Another voice that echo’s through my head is from years ago when another friend told me that she didn’t even like talking to me anymore because I was so negative. While that may have been an appropriate wake-up call at the moment, it has negatively impacted our friendship and affected other friendships since then. Our relationship has been impacted by my desire not to seem too negative to this friend. To that end, I tell her mostly funny stories and everything is always “great!” when she asks how I’m doing. Sometimes it works out for me – the ends again – and I actually feel better after focusing on what is going great, but sometimes I feel distant and fake with my friend, like she no longer knows the real me that has problems.
I also do this with other friends. And then I feel fake with them. And then I wonder if they would like me if I told them that I was still sad about losing my father or that I was annoyed with my coworkers or that I got road rage and honked my horn at some jerk today. This is not a great place to live and not the person that I want to be.
And not only that, but as much as I think I’m being fakely or forcedly positive, the more negative things leak out – you just can’t be human and keep all that stuff tucked away inside.

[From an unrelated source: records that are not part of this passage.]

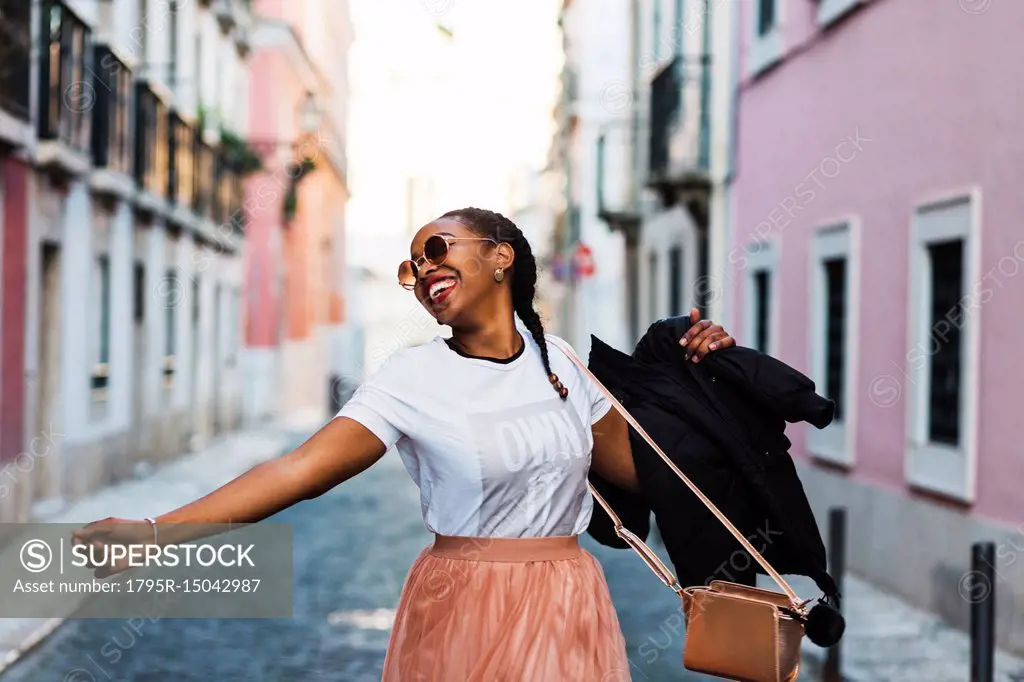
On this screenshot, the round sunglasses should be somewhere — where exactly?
[398,235,498,290]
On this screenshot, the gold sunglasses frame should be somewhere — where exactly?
[398,235,501,291]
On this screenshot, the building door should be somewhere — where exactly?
[210,282,224,435]
[131,262,148,462]
[34,243,65,516]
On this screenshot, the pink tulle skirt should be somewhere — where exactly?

So, I told that original friend about my recent ‘negotiations,’ and how hurt and frustrated I was during the process. And I apologized for being negative. And she brushed that aside and told me how she wanted to hear these things. And she gave me good advice. And we organically changed the conversation to more positive things at the right time. And I feel like that goes a long way to silencing the echo of those words said so long ago that she probably doesn’t even remember saying.